The rider was Higul, called the Lame since childhood. His limp was the result of a terrible beating from a cruel master. Two years later Higul slew that master in his barn, with his own pitchfork. Higul's early life lamed his spirit as well as his body, but spared his intelligence. He applied himself to crime with a cruel industry of purpose and by an early age had established himself in the criminal underworld of Kadein. Known for dealing out vicious beatings and causing people to "disappear," no trace of his victims was ever seen. The witches were said to be increasingly interested in him, which, of course, was not healthy in his line of work.

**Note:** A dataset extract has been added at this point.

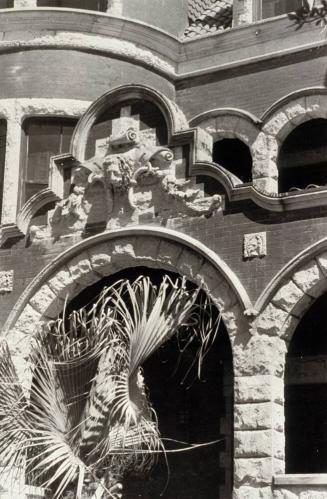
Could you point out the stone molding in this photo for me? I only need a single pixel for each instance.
(104, 254)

Then, one day, he was recruited to the service of the Master. A line was drawn across his life at that point. He had adjusted well to the loss of independence and dutifully educated himself in the nature of service to the great power. He was still free to indulge his hedonistic streak, but when called to serve he put himself completely into his work.
What the Master insisted on was absolute efficiency. Mistakes were unacceptable. Higul had seen others of his guild, for there were usually four or five of them, disappear suddenly. No questions were asked, and the Master never mentioned them again. Higul understood the rules.
This particular mission was extremely important, and Higul had taken great pains, traveling on back roads, often by night. Now with the walls in sight and guards at the gate, the city's formal defense systems were all that had to be dealt with, and that would be easy enough. The hook would soon be baited.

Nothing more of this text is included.